# Python for Webscraping
* SOC 590: Big Data and Population Processes
* 17th October 2016

## Tutorial 3: Webscraping and pre-processing 

In [1]:
import os
import urllib
import webbrowser
import pandas as pd
import seaborn as sns
import matplotlib.pyplot as plt
from bs4 import BeautifulSoup

%matplotlib inline

In [2]:
url = 'http://www.pro-football-reference.com/years/2015/passing.htm'
webbrowser.open_new_tab(url)

True

In [3]:
# The url we will be scraping
url_2015 = "http://www.pro-football-reference.com/years/2015/passing.htm"

# get the html
html = urllib.request.urlopen(url_2015)

# create the BeautifulSoup object
soup = BeautifulSoup(html, "lxml")

## Scraping the Column Headers

The column headers we need for our `DataFrame` are found in the second row of column headers PFR table.  We will will scrape those and add two additional columns headers for the two additional player page links.

In [4]:
# Extract the necessary values for the column headers from the table
# and store them as a list
column_headers = [th.getText() for th in soup.findAll('th', limit=30)]
column_headers = [s for s in column_headers if len(s) != 0]
column_headers = column_headers[1:]
column_headers

['Tm',
 'Age',
 'Pos',
 'G',
 'GS',
 'QBrec',
 'Cmp',
 'Att',
 'Cmp%',
 'Yds',
 'TD',
 'TD%',
 'Int',
 'Int%',
 'Lng',
 'Y/A',
 'AY/A',
 'Y/C',
 'Y/G',
 'Rate',
 'QBR',
 'Sk',
 'Yds',
 'NY/A',
 'ANY/A',
 'Sk%',
 '4QC',
 'GWD']

In [5]:
len(column_headers)

28

## Scraping the Data

We can easily extract the rows of data using the [CSS selector](http://www.w3schools.com/cssref/css_selectors.asp) `"#draft tr"`.  What we are essentially doing is selecting table row elements within the HTML element that has the id value `"draft"`.  

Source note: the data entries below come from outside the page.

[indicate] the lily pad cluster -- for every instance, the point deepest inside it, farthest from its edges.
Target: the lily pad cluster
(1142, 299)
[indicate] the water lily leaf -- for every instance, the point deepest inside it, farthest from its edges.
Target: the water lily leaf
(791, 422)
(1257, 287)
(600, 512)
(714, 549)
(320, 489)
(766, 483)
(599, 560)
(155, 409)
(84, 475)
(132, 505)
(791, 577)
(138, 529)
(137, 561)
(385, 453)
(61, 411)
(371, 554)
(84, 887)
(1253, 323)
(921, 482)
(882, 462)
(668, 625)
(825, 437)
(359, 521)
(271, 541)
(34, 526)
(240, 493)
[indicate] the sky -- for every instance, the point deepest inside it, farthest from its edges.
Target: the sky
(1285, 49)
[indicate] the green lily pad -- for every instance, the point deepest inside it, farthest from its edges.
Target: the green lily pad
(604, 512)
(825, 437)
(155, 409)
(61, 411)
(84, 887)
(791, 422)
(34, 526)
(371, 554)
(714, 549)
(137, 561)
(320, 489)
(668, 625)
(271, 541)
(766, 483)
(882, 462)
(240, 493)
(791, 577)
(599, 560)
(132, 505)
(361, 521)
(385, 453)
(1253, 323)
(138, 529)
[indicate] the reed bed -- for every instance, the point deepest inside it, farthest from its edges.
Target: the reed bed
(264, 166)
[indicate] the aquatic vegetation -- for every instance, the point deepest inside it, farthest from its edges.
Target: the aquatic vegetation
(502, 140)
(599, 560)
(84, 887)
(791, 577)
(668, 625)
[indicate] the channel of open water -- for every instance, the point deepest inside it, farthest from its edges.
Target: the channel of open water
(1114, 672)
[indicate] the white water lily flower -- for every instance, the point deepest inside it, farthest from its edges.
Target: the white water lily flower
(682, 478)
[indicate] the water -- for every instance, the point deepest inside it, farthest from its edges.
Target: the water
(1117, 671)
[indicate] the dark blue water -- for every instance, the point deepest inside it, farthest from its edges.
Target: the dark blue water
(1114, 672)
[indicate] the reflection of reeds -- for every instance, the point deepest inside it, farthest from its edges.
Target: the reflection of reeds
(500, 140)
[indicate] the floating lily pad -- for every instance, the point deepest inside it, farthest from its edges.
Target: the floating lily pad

A really helpful tool when it comes to finding CSS selectors is [SelectorGadget](http://selectorgadget.com/).  It's a web extension that lets you click on different elements of a web page and provides the CSS selector for those selected elements.

In [6]:
#soup.select("tr")[2]

In [7]:
# The data is found within the table rows of the element with id=draft
# We want the elements from the 3rd row and on
table_rows = soup.find_all("tr")[1:]
table_rows

[<tr><th class="right " csk="1" data-stat="ranker" scope="row">1</th><td class="left " csk="Rivers,Philip" data-append-csv="RivePh00" data-stat="player"><a href="/players/R/RivePh00.htm">Philip Rivers</a></td><td class="left " data-stat="team"><a href="/teams/sdg/2015.htm" title="San Diego Chargers">SDG</a></td><td class="right " data-stat="age">34</td><td class="left " data-stat="pos">QB</td><td class="right " data-stat="g">16</td><td class="right " data-stat="gs">16</td><td class="right " csk="0.25000" data-stat="qb_rec">4-12-0</td><td class="right " data-stat="pass_cmp">437</td><td class="right " data-stat="pass_att">661</td><td class="right " data-stat="pass_cmp_perc">66.1</td><td class="right " data-stat="pass_yds">4792</td><td class="right " data-stat="pass_td">29</td><td class="right " data-stat="pass_td_perc">4.4</td><td class="right " data-stat="pass_int">13</td><td class="right " data-stat="pass_int_perc">2.0</td><td class="right " data-stat="pass_long">80</td><td class="righ

Note that `table_rows` is a list of tag elements.

In [8]:
type(table_rows)

list

In [9]:
table_rows[0] # take a look at the first row

<tr><th class="right " csk="1" data-stat="ranker" scope="row">1</th><td class="left " csk="Rivers,Philip" data-append-csv="RivePh00" data-stat="player"><a href="/players/R/RivePh00.htm">Philip Rivers</a></td><td class="left " data-stat="team"><a href="/teams/sdg/2015.htm" title="San Diego Chargers">SDG</a></td><td class="right " data-stat="age">34</td><td class="left " data-stat="pos">QB</td><td class="right " data-stat="g">16</td><td class="right " data-stat="gs">16</td><td class="right " csk="0.25000" data-stat="qb_rec">4-12-0</td><td class="right " data-stat="pass_cmp">437</td><td class="right " data-stat="pass_att">661</td><td class="right " data-stat="pass_cmp_perc">66.1</td><td class="right " data-stat="pass_yds">4792</td><td class="right " data-stat="pass_td">29</td><td class="right " data-stat="pass_td_perc">4.4</td><td class="right " data-stat="pass_int">13</td><td class="right " data-stat="pass_int_perc">2.0</td><td class="right " data-stat="pass_long">80</td><td class="right

The data we want for each player is found within the the `td` (or table data) elements.  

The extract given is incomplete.